Analysis of the sites of VRX496 integration in patient cell product prior to infusion. (A) Integration of the VRX496 antisense env vector in the human genome. Integration sites are mapped on the human chromosomes, with sites of vector integration shown by the blue “lollipops.” Gene density is indicated by the red shading on the human chromosomes, with more intense red indicating higher gene density. Vector integration differs from random (P = 2 × 10−10 for comparison with random placement). (B) Preferential integration of the VRX496 antisense env vector in gene-rich regions. The association of integration sites with genes was assessed by sliding a 250-kb window along the human genome. Values were determined separately for antisense env vector sites and summed previously studied HIV sites.
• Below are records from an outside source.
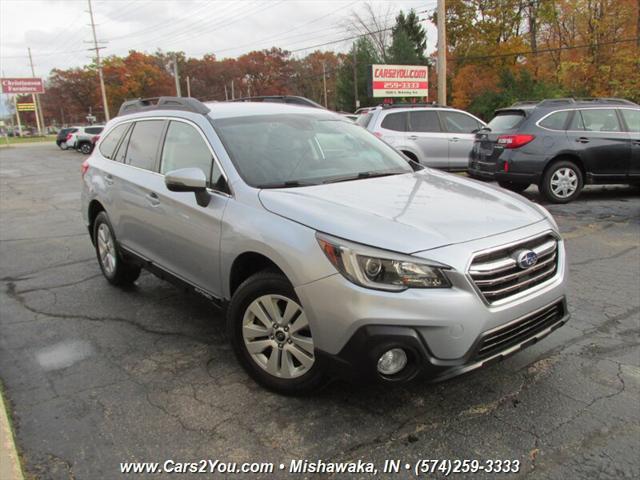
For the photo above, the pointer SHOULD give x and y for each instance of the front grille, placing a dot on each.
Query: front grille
(502, 338)
(498, 276)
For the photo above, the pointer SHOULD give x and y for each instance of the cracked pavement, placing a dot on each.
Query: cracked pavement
(95, 376)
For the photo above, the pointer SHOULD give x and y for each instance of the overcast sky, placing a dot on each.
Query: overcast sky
(56, 30)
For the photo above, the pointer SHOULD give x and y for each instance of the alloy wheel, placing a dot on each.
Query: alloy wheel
(276, 334)
(106, 249)
(564, 182)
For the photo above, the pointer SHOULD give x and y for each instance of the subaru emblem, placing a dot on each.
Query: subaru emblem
(526, 258)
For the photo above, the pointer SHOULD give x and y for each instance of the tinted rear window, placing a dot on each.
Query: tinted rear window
(364, 119)
(395, 121)
(556, 121)
(110, 142)
(506, 121)
(143, 144)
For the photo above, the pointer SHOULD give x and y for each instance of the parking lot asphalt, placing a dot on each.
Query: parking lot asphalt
(95, 376)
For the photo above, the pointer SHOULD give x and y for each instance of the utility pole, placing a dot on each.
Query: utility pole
(15, 104)
(176, 75)
(355, 79)
(105, 105)
(442, 54)
(36, 98)
(324, 83)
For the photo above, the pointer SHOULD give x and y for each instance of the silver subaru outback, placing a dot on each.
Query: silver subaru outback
(331, 254)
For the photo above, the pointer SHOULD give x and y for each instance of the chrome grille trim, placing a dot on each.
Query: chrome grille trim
(497, 276)
(503, 337)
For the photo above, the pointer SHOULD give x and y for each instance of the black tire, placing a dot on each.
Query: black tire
(546, 188)
(514, 187)
(85, 148)
(123, 273)
(256, 286)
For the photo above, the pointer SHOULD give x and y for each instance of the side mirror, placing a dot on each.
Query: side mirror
(189, 180)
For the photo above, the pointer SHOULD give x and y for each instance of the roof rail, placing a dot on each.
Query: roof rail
(291, 99)
(410, 105)
(524, 103)
(163, 103)
(613, 100)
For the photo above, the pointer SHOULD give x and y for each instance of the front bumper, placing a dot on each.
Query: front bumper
(357, 360)
(441, 328)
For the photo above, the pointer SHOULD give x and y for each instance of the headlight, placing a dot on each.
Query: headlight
(380, 269)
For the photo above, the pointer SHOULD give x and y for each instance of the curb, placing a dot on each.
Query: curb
(9, 462)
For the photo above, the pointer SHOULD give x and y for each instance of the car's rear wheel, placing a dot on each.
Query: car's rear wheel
(271, 336)
(114, 267)
(85, 148)
(562, 182)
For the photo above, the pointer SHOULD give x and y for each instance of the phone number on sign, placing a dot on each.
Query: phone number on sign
(447, 467)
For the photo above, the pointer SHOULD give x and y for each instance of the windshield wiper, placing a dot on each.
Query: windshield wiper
(360, 175)
(286, 184)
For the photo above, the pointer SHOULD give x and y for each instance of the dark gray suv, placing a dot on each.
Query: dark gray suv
(560, 145)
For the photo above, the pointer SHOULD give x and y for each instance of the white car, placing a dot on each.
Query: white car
(433, 136)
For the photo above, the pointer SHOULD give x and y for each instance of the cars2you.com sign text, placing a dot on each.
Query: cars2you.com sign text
(399, 81)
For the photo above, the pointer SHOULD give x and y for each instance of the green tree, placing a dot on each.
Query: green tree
(409, 31)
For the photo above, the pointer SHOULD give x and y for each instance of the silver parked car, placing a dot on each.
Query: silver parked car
(436, 137)
(333, 255)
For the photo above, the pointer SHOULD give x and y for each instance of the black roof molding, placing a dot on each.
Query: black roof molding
(188, 104)
(554, 102)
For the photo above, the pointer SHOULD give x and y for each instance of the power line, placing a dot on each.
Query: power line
(543, 50)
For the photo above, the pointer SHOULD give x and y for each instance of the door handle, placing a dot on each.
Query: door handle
(153, 199)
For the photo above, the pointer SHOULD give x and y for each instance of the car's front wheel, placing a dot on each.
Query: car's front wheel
(271, 336)
(514, 187)
(562, 182)
(114, 267)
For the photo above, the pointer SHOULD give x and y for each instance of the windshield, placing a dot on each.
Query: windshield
(505, 121)
(271, 151)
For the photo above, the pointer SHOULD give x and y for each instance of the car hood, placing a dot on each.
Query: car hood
(404, 213)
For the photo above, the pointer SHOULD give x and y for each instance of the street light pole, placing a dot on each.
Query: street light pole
(105, 105)
(442, 54)
(36, 98)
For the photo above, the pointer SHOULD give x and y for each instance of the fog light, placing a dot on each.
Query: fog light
(392, 361)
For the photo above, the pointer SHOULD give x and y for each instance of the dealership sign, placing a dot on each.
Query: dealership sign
(22, 85)
(399, 81)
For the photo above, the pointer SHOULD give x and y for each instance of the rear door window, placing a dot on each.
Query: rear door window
(184, 147)
(632, 119)
(600, 120)
(143, 144)
(504, 121)
(457, 122)
(395, 121)
(424, 121)
(556, 121)
(110, 142)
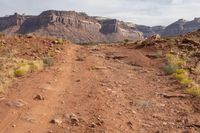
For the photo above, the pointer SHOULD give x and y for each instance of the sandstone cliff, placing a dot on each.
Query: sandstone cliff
(182, 27)
(77, 27)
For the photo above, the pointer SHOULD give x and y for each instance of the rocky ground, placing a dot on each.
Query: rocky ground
(99, 89)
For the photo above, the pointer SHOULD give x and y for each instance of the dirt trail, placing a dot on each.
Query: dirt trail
(98, 89)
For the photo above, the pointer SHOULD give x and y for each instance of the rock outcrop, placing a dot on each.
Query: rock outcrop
(182, 27)
(77, 27)
(149, 31)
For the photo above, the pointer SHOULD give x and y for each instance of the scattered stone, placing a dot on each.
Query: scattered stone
(174, 95)
(57, 121)
(16, 103)
(93, 125)
(116, 57)
(74, 119)
(38, 97)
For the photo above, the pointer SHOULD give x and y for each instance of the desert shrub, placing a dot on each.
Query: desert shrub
(170, 69)
(28, 66)
(175, 60)
(197, 70)
(48, 61)
(195, 91)
(126, 41)
(186, 82)
(22, 70)
(180, 77)
(181, 71)
(36, 65)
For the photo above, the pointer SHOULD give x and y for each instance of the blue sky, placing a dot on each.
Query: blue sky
(148, 12)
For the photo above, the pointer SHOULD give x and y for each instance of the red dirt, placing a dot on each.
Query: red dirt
(99, 89)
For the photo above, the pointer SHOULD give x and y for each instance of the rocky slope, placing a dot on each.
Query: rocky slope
(181, 27)
(77, 27)
(149, 31)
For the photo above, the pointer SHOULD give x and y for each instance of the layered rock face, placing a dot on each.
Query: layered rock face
(77, 27)
(182, 27)
(149, 31)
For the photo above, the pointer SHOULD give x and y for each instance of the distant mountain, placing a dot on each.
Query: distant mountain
(81, 28)
(71, 25)
(177, 28)
(149, 31)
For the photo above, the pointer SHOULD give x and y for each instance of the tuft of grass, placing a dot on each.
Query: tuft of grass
(194, 91)
(186, 82)
(175, 60)
(36, 65)
(170, 69)
(28, 66)
(22, 70)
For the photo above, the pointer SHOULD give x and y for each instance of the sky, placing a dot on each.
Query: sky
(147, 12)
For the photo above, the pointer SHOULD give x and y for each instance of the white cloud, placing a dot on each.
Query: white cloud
(149, 12)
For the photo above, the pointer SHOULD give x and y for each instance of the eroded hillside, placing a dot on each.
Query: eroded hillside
(115, 88)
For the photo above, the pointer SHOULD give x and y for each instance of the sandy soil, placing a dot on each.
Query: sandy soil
(98, 89)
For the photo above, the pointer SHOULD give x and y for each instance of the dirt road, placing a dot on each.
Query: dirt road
(98, 89)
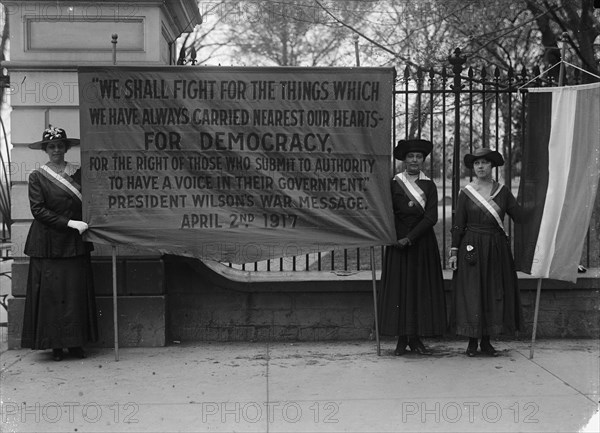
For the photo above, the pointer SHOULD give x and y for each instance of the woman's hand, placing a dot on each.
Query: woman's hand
(80, 226)
(453, 262)
(403, 243)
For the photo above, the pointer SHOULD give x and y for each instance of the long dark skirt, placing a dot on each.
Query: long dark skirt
(60, 308)
(411, 301)
(486, 298)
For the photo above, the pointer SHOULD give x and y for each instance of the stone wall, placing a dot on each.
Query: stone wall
(174, 299)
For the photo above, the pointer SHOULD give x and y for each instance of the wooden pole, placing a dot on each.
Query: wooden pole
(535, 314)
(114, 42)
(115, 314)
(374, 278)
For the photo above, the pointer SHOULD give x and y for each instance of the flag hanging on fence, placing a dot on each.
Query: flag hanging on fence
(559, 180)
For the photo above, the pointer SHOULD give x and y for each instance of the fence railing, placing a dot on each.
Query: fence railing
(458, 110)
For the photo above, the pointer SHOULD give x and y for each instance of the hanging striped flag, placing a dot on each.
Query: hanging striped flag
(559, 179)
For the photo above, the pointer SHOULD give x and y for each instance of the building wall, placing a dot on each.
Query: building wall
(49, 40)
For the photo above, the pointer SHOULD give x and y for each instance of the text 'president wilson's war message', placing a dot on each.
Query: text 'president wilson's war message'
(236, 164)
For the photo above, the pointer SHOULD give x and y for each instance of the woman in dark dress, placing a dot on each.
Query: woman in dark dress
(60, 309)
(411, 303)
(485, 292)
The results were pooled, divided into nine intervals, and the proportion of each type of site in each interval assessed. Vector integration in gene-dense regions was more strongly favored than in previously studied HIV vector or virus data sets (P = 2.9 ×10−5 for comparison with pooled HIV integration data). The P value is the result of fitting a cubic polynomial to the gene-density values. See the online statistical supplement (Appendix) for more details.
Fig. 4.
Immunologic assessment of HIV-1 _env_-specific effector cells secreting IFN- γ. Blood samples were obtained at baseline and at 3 and 6 months after gene-transfer therapy. PBMCs were isolated from study subjects and HIV-1-positive control subjects (n = 25) by a standard Ficoll separation technique. IFN-γ production after HIV-1 env in vitro stimulation of PBMCs was assessed for an env antigen-specific response by a standard ELISPOT. The mean ± 95% confidence interval for the control subjects is plotted. ∗, subject 1 did not have a 6-month sample available for analysis.